经测试,样品的回收率为40%,乙烯的吸附率为2.5%(w/w)。
实施例1
一种利用非晶颗粒态淀粉吸附乙烯气体的方法,包括如下步骤和工艺条件:
(1)非晶颗粒态淀粉的制备
a)调浆:将普通玉米淀粉用乙醇水溶液(40%,w/w)调成干基质量分数为12%的淀粉浆液。
b)反应:将步骤a)中淀粉浆液在水浴恒温至35℃,以5g/min的速度滴加3mol/L的NaOH溶液,搅拌反应20min。淀粉与NaOH溶液的质量比为1:4。
c)中和:将步骤b)中得到的淀粉浆液在1811×g下离心,用乙醇溶液(40%,w/w)洗涤两次后,用3mol/L的乙醇盐酸溶液中和,离心,乙醇溶液(95%,w/w)洗涤一次后再用无水乙醇洗涤一次。

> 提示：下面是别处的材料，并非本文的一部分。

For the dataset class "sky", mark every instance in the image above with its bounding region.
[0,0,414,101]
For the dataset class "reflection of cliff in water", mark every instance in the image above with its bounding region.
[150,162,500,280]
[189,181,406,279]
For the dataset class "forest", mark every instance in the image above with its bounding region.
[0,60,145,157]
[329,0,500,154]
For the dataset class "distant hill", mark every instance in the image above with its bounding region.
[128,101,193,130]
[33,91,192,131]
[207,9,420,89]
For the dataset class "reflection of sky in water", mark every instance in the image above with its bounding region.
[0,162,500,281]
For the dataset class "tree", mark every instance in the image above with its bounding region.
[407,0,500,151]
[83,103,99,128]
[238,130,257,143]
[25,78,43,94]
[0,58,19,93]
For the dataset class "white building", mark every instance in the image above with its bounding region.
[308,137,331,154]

d)干燥:将得到的淀粉置于60℃的烘箱中干燥5h,过150目筛得到非晶颗粒态淀粉。
(2)非晶颗粒态淀粉吸附乙烯
将非晶颗粒态淀粉置于高压反应釜中,样品量为反应釜体积的20%,将反应釜抽真空处理,真空度为-0.10Mpa。通入乙烯气体,于1.0Mpa,25℃的条件下反应24h,反应结束后打开出气阀,用溴水吸收未吸附的乙烯,得到吸附有乙烯的淀粉粉末产品,产品用密封袋包装,置于干燥、低温、避光条件下保存。

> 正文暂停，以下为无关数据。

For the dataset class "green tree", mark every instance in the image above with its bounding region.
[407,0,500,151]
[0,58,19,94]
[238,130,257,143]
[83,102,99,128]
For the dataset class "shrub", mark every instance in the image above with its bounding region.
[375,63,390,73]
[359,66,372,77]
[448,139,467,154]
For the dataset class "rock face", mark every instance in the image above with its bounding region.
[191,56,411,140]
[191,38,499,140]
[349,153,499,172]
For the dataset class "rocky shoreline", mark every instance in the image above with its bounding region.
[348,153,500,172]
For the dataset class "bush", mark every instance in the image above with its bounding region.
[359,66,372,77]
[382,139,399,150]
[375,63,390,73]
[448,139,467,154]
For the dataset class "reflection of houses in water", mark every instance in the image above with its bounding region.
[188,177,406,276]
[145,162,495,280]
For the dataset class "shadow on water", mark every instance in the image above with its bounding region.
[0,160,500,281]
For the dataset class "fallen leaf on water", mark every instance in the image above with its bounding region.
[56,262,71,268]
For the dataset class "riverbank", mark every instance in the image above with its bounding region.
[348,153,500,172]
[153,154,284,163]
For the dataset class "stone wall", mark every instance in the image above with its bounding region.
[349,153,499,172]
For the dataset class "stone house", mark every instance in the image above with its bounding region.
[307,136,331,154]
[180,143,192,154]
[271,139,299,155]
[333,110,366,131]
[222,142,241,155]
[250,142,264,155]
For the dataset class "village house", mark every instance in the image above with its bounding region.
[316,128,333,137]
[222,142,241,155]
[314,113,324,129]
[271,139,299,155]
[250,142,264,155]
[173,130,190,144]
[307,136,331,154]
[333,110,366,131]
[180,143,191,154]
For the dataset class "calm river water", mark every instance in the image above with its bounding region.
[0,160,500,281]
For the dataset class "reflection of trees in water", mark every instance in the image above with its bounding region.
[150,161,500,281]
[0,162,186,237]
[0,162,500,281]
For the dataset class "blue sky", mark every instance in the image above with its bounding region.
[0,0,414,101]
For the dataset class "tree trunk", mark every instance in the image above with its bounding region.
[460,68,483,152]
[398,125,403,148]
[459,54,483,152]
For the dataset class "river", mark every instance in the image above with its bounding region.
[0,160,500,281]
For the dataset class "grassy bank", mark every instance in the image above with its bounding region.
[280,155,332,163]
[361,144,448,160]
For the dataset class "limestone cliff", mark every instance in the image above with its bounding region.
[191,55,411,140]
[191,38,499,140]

经测试,样品的回收率为100%,乙烯的吸附率为13.8%(w/w)。
图1为实施例1吸附乙烯的非晶淀粉颗粒的扫描电镜照片。将样品用导电胶将样品固定在样品台上,置于离子溅射仪中进行喷金,采用QUANTA200型扫描电子显微镜进行观察拍照。相对于原淀粉来说,颗粒形貌发生了很大变化,淀粉颗粒在碱性条件膨胀尺寸有所增加,但仍保持颗粒粉末状态,有利于产品分散和包装。

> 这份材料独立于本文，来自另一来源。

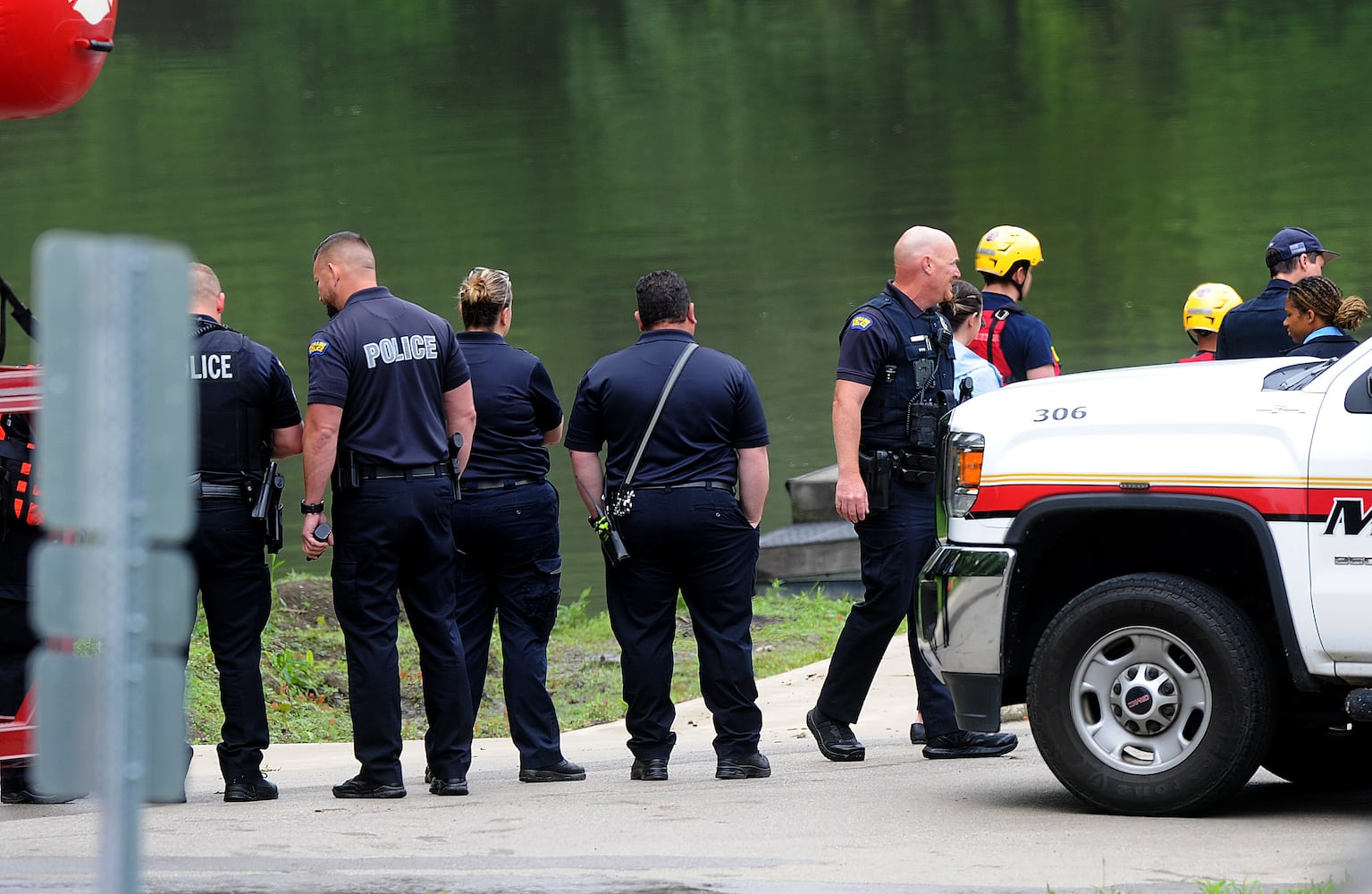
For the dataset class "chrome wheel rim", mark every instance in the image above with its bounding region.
[1072,626,1213,776]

对比实施例中,乙烯和环糊精之间的络合发生在溶液表面,取决于乙烯与环糊精分子在界面上的自然对流。这种反应相互间的作用力较弱,过程耗时长,且样品回收率和乙烯吸附率较低。与对比实施例1相比,本实施例1方法的样品回收率和乙烯吸附率都有很大的提升。淀粉颗粒经过碱处理后,双螺旋解旋,单螺旋内部的空腔具有疏水性,可吸附非极性气体乙烯,形成V型复合物。在一定的压力下,乙烯分子与非晶颗粒态淀粉内部的空腔间的界面相互作用力促使乙烯分子进入,从而包埋乙烯气体。由于反应过程没有水分的参与,样品的回收率为100%。本实施例所得样品在一定的温湿度条件下具有缓慢释放被包埋的乙烯气体的特点,可用于水果(如香蕉、苹果和芒果等)的催熟,从而达到调控水果成熟时间的目的。
实施例2
一种利用非晶颗粒态淀粉吸附乙烯气体的方法,包括如下步骤和工艺条件:
(1)非晶颗粒态淀粉的制备
a)调浆:将马铃薯淀粉用乙醇水溶液(40%,w/w)调成干基质量分数为12%的淀粉浆液。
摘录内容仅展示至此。